Stafford's game-winning score shouldn't have surprised Cowboys

With time winding down and the Lions marching down the field late in the fourth quarter, Matthew Stafford signaled for his linemen to get up to the line of scrimmage so he could spike the ball. The Lions were in the midst of a potential game-winning drive and had just gotten the ball inside the Cowboys' 1.

Everybody, including Stafford’s offensive teammates, thought the quarterback would spike the ball to stop the clock. But Stafford saw a few of the Cowboys’ defensive players almost standing up, and made a split-second decision –- he would attempt to score on a QB sneak.

And it worked to perfection. Stafford got in and the Lions went on to a 31-30 victory, scoring 24 fourth-quarter points.

It left the Cowboys stunned.

“He made a very smart play there,” Cowboys defensive lineman Jason Hatcher said. “He’s a good quarterback. He made the play when it presented itself. He kind of caught us off guard, but we did [defended] it the best we could.”

Cowboys coach Jason Garrett said Monday that is a situation his team has to handle better, from the coaching staff to the players.

“Everyone has to understand the possibility in that situation,” Garrett said. “There was an anticipation in some way, shape or form that they were going to spike the ball in that deal, but it’s not for us to decide that they’re going to do that. We have to decide to play football, get in stances, defend them if they want to run the ball.

“The quarterback sneak was one logical thing they could do there if they didn’t want to spike it. That’s just a great lesson for everybody and there’s a level of readiness you have to have. In some ways you think you’re ready for that kind of situation, but you have to be down. You have to be ready and we weren’t and we have to do a better job of that in that situation.”

On the play before, Stafford connected on a long pass play with Calvin Johnson, who was stopped just short of the goal line.
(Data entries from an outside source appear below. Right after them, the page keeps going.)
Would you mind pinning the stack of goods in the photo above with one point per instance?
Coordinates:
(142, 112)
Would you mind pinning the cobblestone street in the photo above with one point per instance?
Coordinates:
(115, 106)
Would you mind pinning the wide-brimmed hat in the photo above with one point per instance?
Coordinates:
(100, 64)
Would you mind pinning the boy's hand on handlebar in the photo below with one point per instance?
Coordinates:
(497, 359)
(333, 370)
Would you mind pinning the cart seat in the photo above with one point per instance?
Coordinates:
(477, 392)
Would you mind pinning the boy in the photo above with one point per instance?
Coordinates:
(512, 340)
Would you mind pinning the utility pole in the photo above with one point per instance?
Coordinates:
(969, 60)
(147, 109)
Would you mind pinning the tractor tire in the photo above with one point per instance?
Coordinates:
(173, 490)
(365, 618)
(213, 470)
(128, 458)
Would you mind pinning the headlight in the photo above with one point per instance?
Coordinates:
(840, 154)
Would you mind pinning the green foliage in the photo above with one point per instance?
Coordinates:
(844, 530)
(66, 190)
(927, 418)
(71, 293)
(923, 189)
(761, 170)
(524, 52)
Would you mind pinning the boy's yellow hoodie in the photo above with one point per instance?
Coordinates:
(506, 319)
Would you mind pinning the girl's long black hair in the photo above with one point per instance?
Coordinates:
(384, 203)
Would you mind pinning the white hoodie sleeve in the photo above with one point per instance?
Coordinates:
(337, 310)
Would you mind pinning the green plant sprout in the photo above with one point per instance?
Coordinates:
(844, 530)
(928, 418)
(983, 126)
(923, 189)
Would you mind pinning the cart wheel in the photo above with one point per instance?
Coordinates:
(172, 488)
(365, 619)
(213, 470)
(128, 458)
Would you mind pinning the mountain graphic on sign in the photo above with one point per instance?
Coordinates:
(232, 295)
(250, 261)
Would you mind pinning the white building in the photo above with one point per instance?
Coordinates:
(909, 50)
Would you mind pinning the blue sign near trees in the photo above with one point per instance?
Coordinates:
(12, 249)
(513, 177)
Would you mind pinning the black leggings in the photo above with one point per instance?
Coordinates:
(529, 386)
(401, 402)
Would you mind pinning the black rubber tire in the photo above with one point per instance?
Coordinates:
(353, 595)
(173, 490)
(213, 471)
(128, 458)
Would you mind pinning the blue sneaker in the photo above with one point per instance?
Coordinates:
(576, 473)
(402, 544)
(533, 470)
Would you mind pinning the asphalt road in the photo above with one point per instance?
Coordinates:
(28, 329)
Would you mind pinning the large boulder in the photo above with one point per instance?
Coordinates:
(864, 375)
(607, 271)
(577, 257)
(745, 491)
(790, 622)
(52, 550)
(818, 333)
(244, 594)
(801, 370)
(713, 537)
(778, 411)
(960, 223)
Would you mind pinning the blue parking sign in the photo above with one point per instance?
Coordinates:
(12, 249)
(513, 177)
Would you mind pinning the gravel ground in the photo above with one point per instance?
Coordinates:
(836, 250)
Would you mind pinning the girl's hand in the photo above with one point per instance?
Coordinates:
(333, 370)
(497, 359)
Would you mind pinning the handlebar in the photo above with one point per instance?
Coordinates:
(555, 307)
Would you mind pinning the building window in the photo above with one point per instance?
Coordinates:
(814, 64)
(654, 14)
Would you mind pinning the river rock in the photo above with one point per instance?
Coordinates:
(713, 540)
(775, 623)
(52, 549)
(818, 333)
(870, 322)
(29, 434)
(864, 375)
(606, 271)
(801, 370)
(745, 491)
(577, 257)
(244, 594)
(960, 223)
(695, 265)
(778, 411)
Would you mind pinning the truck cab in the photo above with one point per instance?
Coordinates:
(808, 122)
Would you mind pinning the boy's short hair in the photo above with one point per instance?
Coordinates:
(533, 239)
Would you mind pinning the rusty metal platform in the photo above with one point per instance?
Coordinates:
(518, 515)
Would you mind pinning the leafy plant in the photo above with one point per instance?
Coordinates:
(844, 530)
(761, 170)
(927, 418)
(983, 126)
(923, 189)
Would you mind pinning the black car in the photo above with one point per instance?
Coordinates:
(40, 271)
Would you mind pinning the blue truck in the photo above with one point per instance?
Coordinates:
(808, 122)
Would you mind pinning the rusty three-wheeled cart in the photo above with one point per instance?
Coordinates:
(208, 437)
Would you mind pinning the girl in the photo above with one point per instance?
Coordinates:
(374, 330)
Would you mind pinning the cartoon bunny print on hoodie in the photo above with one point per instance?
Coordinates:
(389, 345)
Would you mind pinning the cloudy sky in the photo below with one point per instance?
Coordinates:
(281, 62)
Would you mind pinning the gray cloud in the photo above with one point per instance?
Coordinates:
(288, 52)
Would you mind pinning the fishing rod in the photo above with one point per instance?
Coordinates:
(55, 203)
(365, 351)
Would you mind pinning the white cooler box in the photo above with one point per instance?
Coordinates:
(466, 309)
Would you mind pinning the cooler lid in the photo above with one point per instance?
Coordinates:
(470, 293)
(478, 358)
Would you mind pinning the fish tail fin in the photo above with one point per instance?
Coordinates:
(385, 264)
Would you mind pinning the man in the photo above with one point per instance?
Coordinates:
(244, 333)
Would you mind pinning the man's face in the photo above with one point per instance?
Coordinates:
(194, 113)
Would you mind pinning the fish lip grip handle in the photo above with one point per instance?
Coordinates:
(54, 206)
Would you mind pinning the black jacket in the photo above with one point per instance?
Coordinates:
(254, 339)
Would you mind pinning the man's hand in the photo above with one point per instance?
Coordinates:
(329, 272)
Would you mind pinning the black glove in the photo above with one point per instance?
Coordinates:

Garrett brushed off any notion that the defensive players might have felt Johnson had scored on that play, which left them more vulnerable to Stafford’s sneak.

“It’s not our job to officiate, it’s our job to play,” Garrett said. “So you have to be ready to play certainly in a situation like that when they have no timeouts and we knew they had no timeouts and had to go the length of the field with no timeouts.”